Wissen Sie, woher der Brauch, am ersten April Leute zu veralbern, kommt?

Titze: Verbürgt ist, dass bereits 1618 jemand in Bayern »in den April geschickt wurde«. Der Begriff Aprilscherz bürgerte sich jedoch erst in der zweiten Hälfte des 19. Jahrhunderts in Mitteleuropa ein. Seine Entstehung wird auf die Verlegung des Jahresanfangs vom 1. April auf den 1. Januar zurückgeführt. Dies hängt mit der Einführung des gregorianischen Kalenders zusammen. Manchen »Hinterwäldlern« war dies allerdings entgangen, weshalb sie am alten Neujahrstermin festhielten.

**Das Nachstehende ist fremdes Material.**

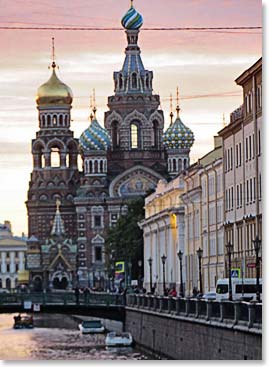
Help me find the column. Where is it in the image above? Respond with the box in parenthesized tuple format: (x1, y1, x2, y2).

So gerieten sie unweigerlich in die Rolle der ersten »Aprilnarren«.

Warum macht es den Menschen denn Spaß, andere zum Narren zu halten?

Titze: Schadenfreude heißt das Stichwort. Der Aprilscherz erlaubt nämlich einen lustvollen Abwärtsvergleich. Das heißt: Sobald es uns gelingt, jemandem gezielt zum Narren zu halten, schneiden wir selbst im Vergleich zu dieser Person besser ab. Wir können uns somit als kompetenter, klüger, eben überlegener fühlen, denn wir wären selbstverständlich nie auf einen derartigen Scherz hereingefallen. Daher suchen schon Kinder (nicht nur am 1. April!) ständig nach Gelegenheiten, um Abwärtsvergleiche herzustellen. Denn psychologisch gesehen geht es um nichts anderes, als um die Stärkung des eigenen Selbstwerts!